Shane shuts his eyes, fighting off the tears. The tears that never fall, but gather nonetheless. Tears always gathering but forbidden to fall. Just there to glisten and sting his eyes until he’s forced to sneakily scrub them dry before anyone looks too close.
He should say something, he should insist harder that he didn’t mean it. But he’s scared of what will come out if he tries to open his mouth again.
“This may surprise you,” Ilya speaks instead. “But I am not with you for your hockey skills, Shane.”
This should make Shane feel better. That’s what he’s always questioned, right? His worth beyond hockey? It should be simple. Yet, his stomach continues to drop.
“That,” Shane’s voice cracks. Fuck. “That’s part of it, though, right?”
Right??? Tell me I’m good.
Pathetic.
Ilya’s eyebrows soften a bit, his face contorting to more of a frown. “Of course, Shane. You are beautiful hockey player, I- you know I think this about you, yes?”
Shane shifts his hips reluctantly to a more comfortable position on the bed. He knows by the grip still on his wrist and the thumb nudging his gaze back toward Ilya’s that he’s not going anywhere.
“Yeah, I know.” Shane declares. Of course he knows that. Most days. “It’s- I’m just not usually. Bad.” He bites hard at his lip, his nerves desperately craving a distraction.
“Woah, hey, Shane, you were not bad tonight. Not only did your team win, but you are…the best player in the league.” Shane willingly glances up at that. “I know, but you are sad so I will be honest, just this once.” He grins, removing his hand from Shane’s wrist to rub along his spine. “You are never bad.”
Shane’s eyes flicker all around the room, trying to hide his disbelief.
“And even if you were,” The hand on his face squeezes a bit, unrelentingly guiding Shane’s gaze back to him, again and again. “Yes, Shane Hollander, I still like you.” He scoots closer. “I love you.”

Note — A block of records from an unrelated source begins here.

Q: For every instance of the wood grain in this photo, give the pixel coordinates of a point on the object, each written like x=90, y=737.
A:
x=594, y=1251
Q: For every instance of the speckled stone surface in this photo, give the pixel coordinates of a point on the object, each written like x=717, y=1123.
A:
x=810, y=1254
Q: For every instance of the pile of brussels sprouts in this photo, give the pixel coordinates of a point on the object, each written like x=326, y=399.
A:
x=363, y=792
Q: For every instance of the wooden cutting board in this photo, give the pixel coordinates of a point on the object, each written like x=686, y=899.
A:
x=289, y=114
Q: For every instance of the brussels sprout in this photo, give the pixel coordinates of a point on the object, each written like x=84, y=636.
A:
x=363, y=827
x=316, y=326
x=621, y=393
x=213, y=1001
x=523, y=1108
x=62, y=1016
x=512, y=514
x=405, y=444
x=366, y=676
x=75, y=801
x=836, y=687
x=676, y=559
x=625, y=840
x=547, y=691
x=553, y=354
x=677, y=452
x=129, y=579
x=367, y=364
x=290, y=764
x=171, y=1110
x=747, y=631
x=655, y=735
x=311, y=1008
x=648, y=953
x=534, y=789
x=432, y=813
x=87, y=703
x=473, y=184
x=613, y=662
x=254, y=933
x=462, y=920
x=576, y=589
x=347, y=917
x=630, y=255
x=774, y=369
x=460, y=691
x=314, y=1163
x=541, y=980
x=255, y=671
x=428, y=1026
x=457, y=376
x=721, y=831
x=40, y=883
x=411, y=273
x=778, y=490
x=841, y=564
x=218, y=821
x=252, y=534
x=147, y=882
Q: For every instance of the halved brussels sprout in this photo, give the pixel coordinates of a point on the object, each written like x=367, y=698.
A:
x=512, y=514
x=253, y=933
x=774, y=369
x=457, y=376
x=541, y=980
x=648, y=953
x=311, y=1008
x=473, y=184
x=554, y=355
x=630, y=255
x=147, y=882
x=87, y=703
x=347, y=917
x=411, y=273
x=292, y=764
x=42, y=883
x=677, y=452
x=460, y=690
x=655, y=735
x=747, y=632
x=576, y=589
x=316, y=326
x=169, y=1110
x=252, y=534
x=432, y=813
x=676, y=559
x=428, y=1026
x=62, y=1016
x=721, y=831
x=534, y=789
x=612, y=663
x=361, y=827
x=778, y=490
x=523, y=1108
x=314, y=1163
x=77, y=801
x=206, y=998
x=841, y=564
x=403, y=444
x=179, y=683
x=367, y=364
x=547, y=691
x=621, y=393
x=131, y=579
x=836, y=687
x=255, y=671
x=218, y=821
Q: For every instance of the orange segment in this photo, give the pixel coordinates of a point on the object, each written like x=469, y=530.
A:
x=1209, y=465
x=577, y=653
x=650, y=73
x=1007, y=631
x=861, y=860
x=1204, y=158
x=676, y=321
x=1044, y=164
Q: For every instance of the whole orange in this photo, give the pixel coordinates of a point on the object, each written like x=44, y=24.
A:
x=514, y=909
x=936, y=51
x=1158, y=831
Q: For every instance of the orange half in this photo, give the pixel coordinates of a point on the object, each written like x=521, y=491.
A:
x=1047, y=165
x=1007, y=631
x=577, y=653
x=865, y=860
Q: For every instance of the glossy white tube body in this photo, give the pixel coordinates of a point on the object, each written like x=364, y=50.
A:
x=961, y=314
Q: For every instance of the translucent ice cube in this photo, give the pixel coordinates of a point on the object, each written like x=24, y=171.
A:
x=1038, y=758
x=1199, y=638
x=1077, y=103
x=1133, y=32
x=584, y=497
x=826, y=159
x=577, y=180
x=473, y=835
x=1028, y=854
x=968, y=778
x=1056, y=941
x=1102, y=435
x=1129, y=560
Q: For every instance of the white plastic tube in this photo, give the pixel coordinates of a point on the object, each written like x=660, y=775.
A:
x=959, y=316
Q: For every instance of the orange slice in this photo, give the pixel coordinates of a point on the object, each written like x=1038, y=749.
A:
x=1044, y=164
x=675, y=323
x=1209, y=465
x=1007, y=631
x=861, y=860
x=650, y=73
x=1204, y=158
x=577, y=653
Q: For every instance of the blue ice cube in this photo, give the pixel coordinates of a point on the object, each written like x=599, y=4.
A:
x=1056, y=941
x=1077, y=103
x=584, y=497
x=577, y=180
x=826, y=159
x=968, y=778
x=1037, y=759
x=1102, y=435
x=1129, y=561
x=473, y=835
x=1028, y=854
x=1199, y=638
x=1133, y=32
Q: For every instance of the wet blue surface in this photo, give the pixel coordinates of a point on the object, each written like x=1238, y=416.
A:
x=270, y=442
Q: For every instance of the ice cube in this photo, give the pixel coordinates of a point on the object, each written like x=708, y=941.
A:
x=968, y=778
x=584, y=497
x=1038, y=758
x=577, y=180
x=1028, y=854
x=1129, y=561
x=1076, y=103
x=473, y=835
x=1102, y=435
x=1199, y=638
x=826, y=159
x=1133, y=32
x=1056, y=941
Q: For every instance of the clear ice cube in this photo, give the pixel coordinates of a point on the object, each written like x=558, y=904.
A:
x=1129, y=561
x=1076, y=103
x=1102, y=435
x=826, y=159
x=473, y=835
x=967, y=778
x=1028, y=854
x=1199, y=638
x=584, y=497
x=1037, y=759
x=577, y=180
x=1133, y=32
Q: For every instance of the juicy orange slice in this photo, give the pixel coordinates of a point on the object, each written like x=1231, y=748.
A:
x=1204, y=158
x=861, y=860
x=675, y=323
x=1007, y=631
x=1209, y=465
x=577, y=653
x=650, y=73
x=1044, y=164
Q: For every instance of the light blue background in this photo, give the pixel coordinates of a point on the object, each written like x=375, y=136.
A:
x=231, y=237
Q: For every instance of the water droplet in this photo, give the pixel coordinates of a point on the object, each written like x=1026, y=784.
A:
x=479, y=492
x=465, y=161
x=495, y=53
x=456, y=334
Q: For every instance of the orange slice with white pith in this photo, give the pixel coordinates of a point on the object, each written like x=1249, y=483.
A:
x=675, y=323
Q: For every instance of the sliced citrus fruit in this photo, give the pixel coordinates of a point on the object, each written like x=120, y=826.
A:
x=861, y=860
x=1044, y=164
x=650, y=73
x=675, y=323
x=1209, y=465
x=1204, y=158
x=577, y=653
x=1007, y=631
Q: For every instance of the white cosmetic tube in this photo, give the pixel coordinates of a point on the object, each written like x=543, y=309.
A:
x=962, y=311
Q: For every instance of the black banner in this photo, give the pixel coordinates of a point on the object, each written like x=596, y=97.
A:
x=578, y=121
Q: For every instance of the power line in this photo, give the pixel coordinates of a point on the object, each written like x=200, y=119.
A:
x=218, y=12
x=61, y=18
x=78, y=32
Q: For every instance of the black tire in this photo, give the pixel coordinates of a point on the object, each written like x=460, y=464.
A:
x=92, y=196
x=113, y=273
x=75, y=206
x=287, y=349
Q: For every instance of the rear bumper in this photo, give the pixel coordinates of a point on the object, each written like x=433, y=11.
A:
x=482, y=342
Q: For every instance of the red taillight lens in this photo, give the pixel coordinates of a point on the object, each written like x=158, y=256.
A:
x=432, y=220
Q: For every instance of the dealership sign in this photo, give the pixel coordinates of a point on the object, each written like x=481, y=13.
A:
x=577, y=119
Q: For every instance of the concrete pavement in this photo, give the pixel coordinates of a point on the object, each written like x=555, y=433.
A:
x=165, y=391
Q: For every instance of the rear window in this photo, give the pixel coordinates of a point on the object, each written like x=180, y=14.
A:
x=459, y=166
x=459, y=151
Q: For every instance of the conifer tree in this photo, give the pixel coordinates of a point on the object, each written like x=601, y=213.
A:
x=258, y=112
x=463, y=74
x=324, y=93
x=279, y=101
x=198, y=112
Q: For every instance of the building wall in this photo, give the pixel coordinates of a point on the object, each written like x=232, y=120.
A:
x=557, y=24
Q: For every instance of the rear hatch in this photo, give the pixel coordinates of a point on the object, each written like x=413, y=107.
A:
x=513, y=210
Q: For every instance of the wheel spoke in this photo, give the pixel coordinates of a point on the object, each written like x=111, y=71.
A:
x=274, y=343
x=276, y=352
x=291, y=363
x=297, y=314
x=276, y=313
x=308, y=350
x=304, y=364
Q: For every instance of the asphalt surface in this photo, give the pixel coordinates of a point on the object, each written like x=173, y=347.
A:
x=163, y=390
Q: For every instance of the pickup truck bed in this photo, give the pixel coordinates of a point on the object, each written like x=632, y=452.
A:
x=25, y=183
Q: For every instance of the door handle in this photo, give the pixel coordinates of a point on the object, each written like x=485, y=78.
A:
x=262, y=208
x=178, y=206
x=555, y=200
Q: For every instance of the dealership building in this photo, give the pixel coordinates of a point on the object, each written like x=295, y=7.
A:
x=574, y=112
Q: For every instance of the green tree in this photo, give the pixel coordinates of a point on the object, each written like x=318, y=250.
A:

Ilya whispers those three words into Shane’s ear so he can’t miss it.
Shane exhales, and it’s satisfying. It feels good. His body feels quiet.
He turns his head himself this time, eyes meeting Ilya’s own as a tear escapes. Ilya lifts a hand to wipe it away before Shane can think to scrub at it. “Are you sure?”
Ilya tilts his head down, eyes darkening like he’s communicating directly to the thing inside of Shane forcing him to question this. Try me, Ilya’s eyes threaten. But he softens quickly, focus back on the teary-eyed Shane in front of him.
“I am very sure, moya lyubov.” Shane’s lips quirk at the Russian. It still gives him butterflies when the language meets his ears with such a softness. Ilya leans in, just close enough for Shane to meet him the rest of the way, their foreheads meeting first.
“I promise to like you for a very long time, Shane,” Ilya declares, nearly speaking into his mouth. “Even when Ottawa finally gets our shit together and we send Montreal home crying to their mothers, and that includes you, I will still like you and want to hold you and comfort you and kiss you and-”
Shane rolls his eyes and takes him up on that last offer, their lips finally crashing together and sustaining the quiet that was finally taking hold in Shane’s head.
Deep down, he knows the question will return. Shane has never been under the impression his brain will give him a break. But Ilya, his beautiful Ilya, gave him an answer. And he’s kissing him softly, and he doesn’t just love him.
He likes him. In this moment, it’s enough.